Cisco today announced a new software release for its SDN platform, the Application Centric Infrastructure (ACI), that takes major strides toward openness and provides some useful service provider tools as well. Among the benefits of the new release are multi-site policy coordination, simplified service chaining to produce higher-level services and applications and integration of Docker containers through open source work to which Cisco is contributing.
In general, this latest Cisco Systems Inc. (Nasdaq: CSCO) release includes a lot that is useful for service providers and "a sense of openness that is refreshing," says Dan Conde, an analyst with the Enterprise Strategy Group (ESG) . "For telcos who like to integrate components to construct a telco cloud, these products can fit in well, including ACI toolkits that enable apps, open source code for integrating with OpenStack and containers and use of standards like EVPN."
The release has two components, a release 1.2 of the Cisco Application Policy Infrastructure Controller (APIC) and Release 11.2 of Cisco's NX-OS. Those sound incremental, says Conde, but he thinks there is more to this particular software release than those numbers reflect.
Here's a look at some of the new capabilities:
Extension of ACI across multi-site environments to deliver policy-driven automation across multiple data centers: One advantage to this approach is that it allows service providers to move workloads between data centers and have consistent policies and they can do disaster recovery across data centers, says Srinivas Kotamraju, director of product management for ACI, to easily recover for failures.

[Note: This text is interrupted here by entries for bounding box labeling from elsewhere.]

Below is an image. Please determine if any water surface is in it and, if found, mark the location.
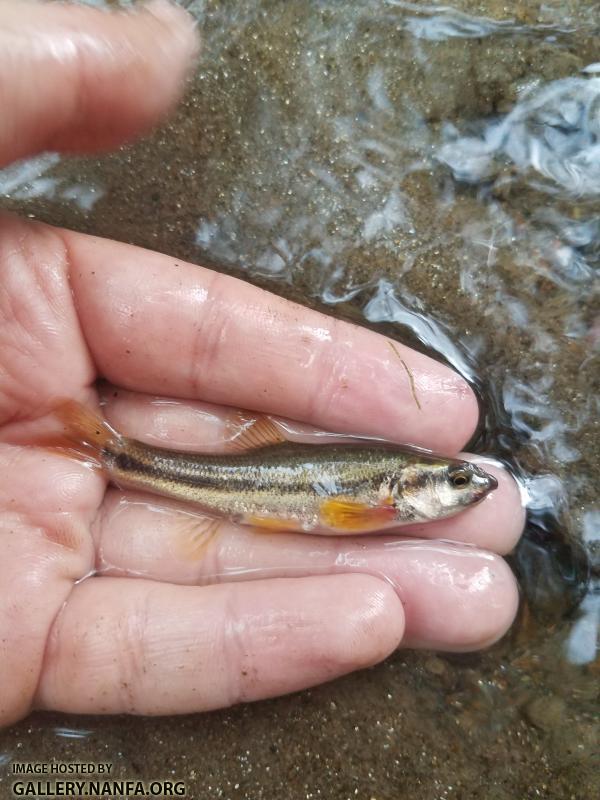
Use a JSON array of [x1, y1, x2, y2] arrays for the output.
[[0, 0, 600, 800]]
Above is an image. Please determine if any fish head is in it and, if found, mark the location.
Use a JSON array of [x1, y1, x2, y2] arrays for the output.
[[392, 459, 498, 522]]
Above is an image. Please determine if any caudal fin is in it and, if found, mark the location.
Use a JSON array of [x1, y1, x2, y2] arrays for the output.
[[49, 400, 123, 467]]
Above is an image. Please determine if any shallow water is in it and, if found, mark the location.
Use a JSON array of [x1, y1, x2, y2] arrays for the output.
[[0, 0, 600, 800]]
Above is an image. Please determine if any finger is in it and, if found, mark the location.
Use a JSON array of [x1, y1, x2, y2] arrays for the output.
[[0, 1, 197, 164], [94, 490, 518, 650], [0, 444, 96, 727], [37, 575, 403, 714], [103, 387, 525, 554], [64, 232, 478, 452]]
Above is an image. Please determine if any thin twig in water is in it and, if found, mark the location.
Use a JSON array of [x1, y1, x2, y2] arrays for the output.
[[388, 339, 422, 411]]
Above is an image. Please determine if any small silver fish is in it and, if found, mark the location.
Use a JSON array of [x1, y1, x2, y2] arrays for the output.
[[57, 401, 498, 534]]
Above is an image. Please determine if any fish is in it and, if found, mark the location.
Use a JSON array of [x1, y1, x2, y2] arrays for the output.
[[50, 401, 498, 535]]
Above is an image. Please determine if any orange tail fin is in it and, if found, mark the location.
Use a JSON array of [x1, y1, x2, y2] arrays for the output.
[[47, 400, 123, 467]]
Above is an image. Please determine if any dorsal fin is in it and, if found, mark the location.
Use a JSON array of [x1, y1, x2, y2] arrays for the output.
[[229, 416, 287, 452]]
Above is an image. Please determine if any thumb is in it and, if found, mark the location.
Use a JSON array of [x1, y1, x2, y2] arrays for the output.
[[0, 0, 198, 165]]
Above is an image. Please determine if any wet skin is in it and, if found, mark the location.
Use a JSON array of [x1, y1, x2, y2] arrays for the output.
[[0, 2, 523, 724]]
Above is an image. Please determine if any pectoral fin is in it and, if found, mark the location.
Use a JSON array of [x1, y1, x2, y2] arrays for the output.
[[230, 417, 287, 452], [320, 497, 396, 533]]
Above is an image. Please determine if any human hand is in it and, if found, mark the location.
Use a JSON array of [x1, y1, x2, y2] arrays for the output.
[[0, 2, 523, 724]]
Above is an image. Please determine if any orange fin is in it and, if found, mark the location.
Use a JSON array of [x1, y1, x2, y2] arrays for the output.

As analyst Conde notes, this functionality allows ACI customers to keep policies consistent across a wide geography. "But the interesting thing is that this is not a 'feature,' it's a multi-site app they wrote using an ACI toolkit," he says. "So this means that in the future, more apps can be written to run atop ACI."
Enhanced security: ACI can now provide micro-segmentation support for VMware Inc. (NYSE: VMW)'s VDS, Microsoft Corp. (Nasdaq: MSFT)'s Hyper-V virtual switch and bare-metal applications. Kotamraju sees that as important to service providers because it lets them set "specific security policies at a very granular level" and isolate virtual machines based on a variety of attributes for security purposes. Conde sees this enhancement as more interesting in the enterprise environment where VMWare and Hyper-V are more widely in use.
Simplified Layer 4-Layer 7 services: ACI no longer requires what's called a device package to do service chaining or service insertion so that becomes easier, Conde notes. "Service providers who need to stitch together services will find this very useful."
Broader choices of cloud automation tools: Cisco is offering what it calls "the industry's most comprehensive support for cloud automation tools." In addition to its previous support of Microsoft AzurePack for private clouds, Cisco now also supports full policy-based cloud automation with VMware vRealize Automation and OpenStack deployments. The company has also open sourced an agent for OpFlex, Cisco's policy protocol, which extends ACI into the Linux hypervisor, Conde says.
"This means that they are living up to working with the open source community," he says. "Previously, they've opened up their ACI-like policy capabilities with a open source project called Group-Based Policy. With this addition, ACI works well with OpenStack with deeper integration. It works with Red Hat, Mirantis and Ubuntu."
With this new functionality Cisco "can offer distributed switching and routing and network address translation in OpenStack through our ACI fabric and open V-switch," says Michael Cohen, product management director for ACI. "It gives you a scalable high-performance networking solution for OpenStack. We offer operational visibility into an OpenStack cloud environment -- from APIC, you can actually see how different virtual machines are distributed across your OpenStack environment."
Docker container support: Cisco delivers support for both physical and virtual endpoints, and now extends support for Docker container endpoints through integration with the Cisco Application Policy Infrastructure Controller (APIC) and Project Contiv. Project Contiv is an open source project defining infrastructure operational policies for container-based application deployment. ACI's unified policy model enforces policy via endpoint groups (EPG), a collection of network endpoints that includes a wide range of entities, including bare-metal servers, virtual machines and containers. Docker offers an open source platform for running distributed applications in Linux containers.
"It plugs into Docker's 'libnetwork' framework to be one of many possible plugins to allow containers across multiple servers to talk to each other," Conde explains. "Before, that was cumbersome. So this means you can have consistent policies that work across containers, physical or virtual machines. What's interesting is that here Cisco is being quite open with the open source community. You see other networking projects -- like Project Calico from Metaswitch -- that plug into Docker networking, but Cisco is also joining these open source efforts."
Operational flexibility: To make it easier for telecom operators to do things in a manner with which they are already familiar, Cisco is adding software functionality that provides support for a Command Line Interface for APIC, in addition to two graphic user interface modes (basic and advanced) and SNMP-based support as well.
Cisco's ACI platform has already started gaining traction with service providers, as indicated in the company's most recent quarterly earnings statement. (See Cisco SP Revenue Improves – Finally.)